Top-gated dual-fingered field-effect transistors were then integrated with aluminum inductors. Following this, the wafer was spin-coated with a thin polymer, and a layer of hydrogen silsesquioxane was applied to create active channels.

The active channels were then carved by e-beam lithography, the excess graphene was removed with an oxygen plasma laser, and the circuit was cleaned with acetone.

Hydrogen silsesquioxane is a negative tone electron-beam resist. Photoresists are used in the fabrication of printed circuit boards.

IBM's circuit measures one square millimeter, Avouris said.

The Future for Graphene Circuits

CMOS (complementary metal oxide semiconductor) technology, which is currently used in integrated circuits, is rapidly approaching the limits of what it can do, and graphene is one of the alternatives being eyed as a replacement.

However, the technology to produce graphene circuits "is still in its infancy, and more work needs to be done to iron out the wrinkles," Lau pointed out.
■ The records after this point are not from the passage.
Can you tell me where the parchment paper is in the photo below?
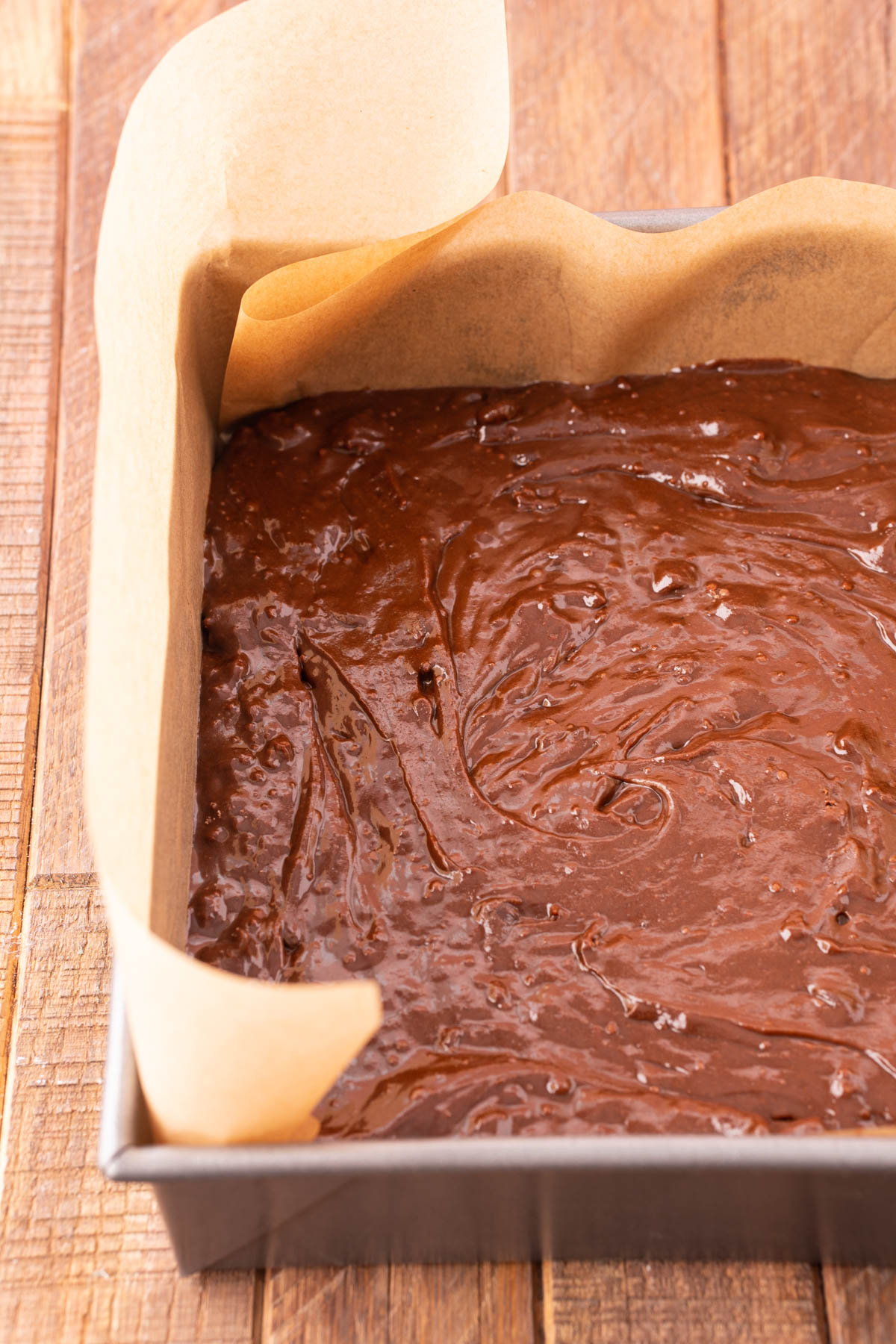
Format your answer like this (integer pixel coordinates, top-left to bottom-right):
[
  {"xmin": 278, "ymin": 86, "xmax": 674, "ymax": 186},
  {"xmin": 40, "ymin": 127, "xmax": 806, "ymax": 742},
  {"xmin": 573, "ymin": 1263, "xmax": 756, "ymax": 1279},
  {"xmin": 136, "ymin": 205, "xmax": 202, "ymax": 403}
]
[{"xmin": 86, "ymin": 0, "xmax": 896, "ymax": 1142}]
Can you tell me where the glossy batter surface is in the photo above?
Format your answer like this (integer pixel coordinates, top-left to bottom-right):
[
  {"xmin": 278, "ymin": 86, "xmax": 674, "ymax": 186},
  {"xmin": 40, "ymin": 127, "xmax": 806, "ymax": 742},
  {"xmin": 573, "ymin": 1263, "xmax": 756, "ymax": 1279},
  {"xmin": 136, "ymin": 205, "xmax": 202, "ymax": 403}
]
[{"xmin": 190, "ymin": 363, "xmax": 896, "ymax": 1136}]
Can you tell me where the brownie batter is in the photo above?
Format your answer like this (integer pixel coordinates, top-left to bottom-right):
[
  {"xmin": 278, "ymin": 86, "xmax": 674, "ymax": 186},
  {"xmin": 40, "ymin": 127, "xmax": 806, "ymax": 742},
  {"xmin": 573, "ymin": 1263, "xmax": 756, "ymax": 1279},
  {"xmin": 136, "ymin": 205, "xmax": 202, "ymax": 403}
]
[{"xmin": 190, "ymin": 361, "xmax": 896, "ymax": 1136}]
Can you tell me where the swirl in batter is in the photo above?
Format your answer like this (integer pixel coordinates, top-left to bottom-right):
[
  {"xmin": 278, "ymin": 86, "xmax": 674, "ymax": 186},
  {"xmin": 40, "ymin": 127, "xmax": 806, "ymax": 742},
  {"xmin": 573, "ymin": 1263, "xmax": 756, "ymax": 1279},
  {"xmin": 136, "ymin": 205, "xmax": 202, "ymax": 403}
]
[{"xmin": 190, "ymin": 361, "xmax": 896, "ymax": 1136}]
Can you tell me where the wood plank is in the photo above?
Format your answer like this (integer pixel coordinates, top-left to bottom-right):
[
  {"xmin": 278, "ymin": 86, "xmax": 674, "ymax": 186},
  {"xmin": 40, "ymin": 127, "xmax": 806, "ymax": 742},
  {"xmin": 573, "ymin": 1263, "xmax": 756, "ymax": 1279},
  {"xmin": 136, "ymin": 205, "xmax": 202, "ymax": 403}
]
[
  {"xmin": 264, "ymin": 1242, "xmax": 540, "ymax": 1344},
  {"xmin": 824, "ymin": 1265, "xmax": 896, "ymax": 1344},
  {"xmin": 0, "ymin": 0, "xmax": 261, "ymax": 1344},
  {"xmin": 506, "ymin": 0, "xmax": 726, "ymax": 210},
  {"xmin": 23, "ymin": 0, "xmax": 243, "ymax": 877},
  {"xmin": 0, "ymin": 0, "xmax": 66, "ymax": 1109},
  {"xmin": 0, "ymin": 883, "xmax": 255, "ymax": 1344},
  {"xmin": 721, "ymin": 0, "xmax": 896, "ymax": 200},
  {"xmin": 720, "ymin": 0, "xmax": 896, "ymax": 1344},
  {"xmin": 544, "ymin": 1260, "xmax": 826, "ymax": 1344}
]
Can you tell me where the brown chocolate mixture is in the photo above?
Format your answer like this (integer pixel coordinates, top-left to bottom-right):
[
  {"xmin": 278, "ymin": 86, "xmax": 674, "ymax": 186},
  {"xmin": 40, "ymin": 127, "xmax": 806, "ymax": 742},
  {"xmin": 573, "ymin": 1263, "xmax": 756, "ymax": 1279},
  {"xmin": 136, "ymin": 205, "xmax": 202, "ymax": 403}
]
[{"xmin": 190, "ymin": 361, "xmax": 896, "ymax": 1136}]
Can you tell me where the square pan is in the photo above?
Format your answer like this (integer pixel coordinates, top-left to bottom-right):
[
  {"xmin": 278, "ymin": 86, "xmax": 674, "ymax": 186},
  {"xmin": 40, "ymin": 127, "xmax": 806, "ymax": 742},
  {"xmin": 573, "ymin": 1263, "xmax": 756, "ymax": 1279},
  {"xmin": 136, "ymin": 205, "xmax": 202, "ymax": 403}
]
[{"xmin": 98, "ymin": 208, "xmax": 896, "ymax": 1274}]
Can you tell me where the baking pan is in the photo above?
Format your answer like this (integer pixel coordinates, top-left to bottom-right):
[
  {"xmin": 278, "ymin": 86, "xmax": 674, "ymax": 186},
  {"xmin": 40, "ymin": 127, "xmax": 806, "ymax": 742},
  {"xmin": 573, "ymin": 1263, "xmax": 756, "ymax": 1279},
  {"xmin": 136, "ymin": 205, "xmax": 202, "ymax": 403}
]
[{"xmin": 99, "ymin": 208, "xmax": 896, "ymax": 1274}]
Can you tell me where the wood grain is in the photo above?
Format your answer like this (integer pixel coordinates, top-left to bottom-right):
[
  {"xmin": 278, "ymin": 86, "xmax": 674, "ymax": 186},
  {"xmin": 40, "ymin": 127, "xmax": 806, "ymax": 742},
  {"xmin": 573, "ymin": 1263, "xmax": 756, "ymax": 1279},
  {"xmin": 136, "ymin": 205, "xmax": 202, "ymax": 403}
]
[
  {"xmin": 544, "ymin": 1260, "xmax": 827, "ymax": 1344},
  {"xmin": 28, "ymin": 0, "xmax": 241, "ymax": 877},
  {"xmin": 721, "ymin": 0, "xmax": 896, "ymax": 200},
  {"xmin": 0, "ymin": 0, "xmax": 896, "ymax": 1344},
  {"xmin": 824, "ymin": 1265, "xmax": 896, "ymax": 1344},
  {"xmin": 506, "ymin": 0, "xmax": 726, "ymax": 210},
  {"xmin": 0, "ymin": 886, "xmax": 254, "ymax": 1344},
  {"xmin": 0, "ymin": 0, "xmax": 66, "ymax": 1106},
  {"xmin": 0, "ymin": 0, "xmax": 263, "ymax": 1344}
]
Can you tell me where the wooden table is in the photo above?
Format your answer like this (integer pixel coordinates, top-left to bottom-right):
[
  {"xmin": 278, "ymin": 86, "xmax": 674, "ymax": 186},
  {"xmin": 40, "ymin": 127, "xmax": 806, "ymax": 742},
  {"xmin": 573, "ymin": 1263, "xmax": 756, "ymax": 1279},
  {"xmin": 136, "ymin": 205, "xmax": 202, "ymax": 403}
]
[{"xmin": 0, "ymin": 0, "xmax": 896, "ymax": 1344}]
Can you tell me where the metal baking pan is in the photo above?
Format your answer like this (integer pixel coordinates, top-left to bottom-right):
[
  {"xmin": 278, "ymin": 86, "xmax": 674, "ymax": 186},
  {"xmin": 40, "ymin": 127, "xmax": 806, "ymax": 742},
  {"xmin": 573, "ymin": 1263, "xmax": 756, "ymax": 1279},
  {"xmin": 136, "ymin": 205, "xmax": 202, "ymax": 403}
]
[{"xmin": 99, "ymin": 210, "xmax": 896, "ymax": 1274}]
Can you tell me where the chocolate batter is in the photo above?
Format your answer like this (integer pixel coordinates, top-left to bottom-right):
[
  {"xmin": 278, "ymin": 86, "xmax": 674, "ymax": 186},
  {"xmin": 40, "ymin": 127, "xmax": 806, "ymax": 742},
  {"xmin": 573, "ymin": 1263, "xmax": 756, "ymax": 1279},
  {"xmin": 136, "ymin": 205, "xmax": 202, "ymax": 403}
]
[{"xmin": 190, "ymin": 361, "xmax": 896, "ymax": 1136}]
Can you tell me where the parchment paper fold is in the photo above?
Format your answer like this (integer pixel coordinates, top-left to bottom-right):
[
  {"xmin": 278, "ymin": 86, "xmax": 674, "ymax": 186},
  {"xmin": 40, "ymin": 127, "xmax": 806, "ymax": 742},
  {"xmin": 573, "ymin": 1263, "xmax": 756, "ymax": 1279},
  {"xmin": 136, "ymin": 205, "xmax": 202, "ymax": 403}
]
[{"xmin": 86, "ymin": 0, "xmax": 896, "ymax": 1142}]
Among other things, the device yield rate needs to be improved, Lau suggested.

Using graphene in electrodes is the application that's probably closest to commercialization, Lau said.

However, there are many other potential uses of graphene because of its uniqueness, she added.

Graphene is "transparent like plastic but conducts heat and electricity better than metal, it's an elastic thin film, it's an impermeable membrane, and it's chemically inert and stable," Lau said.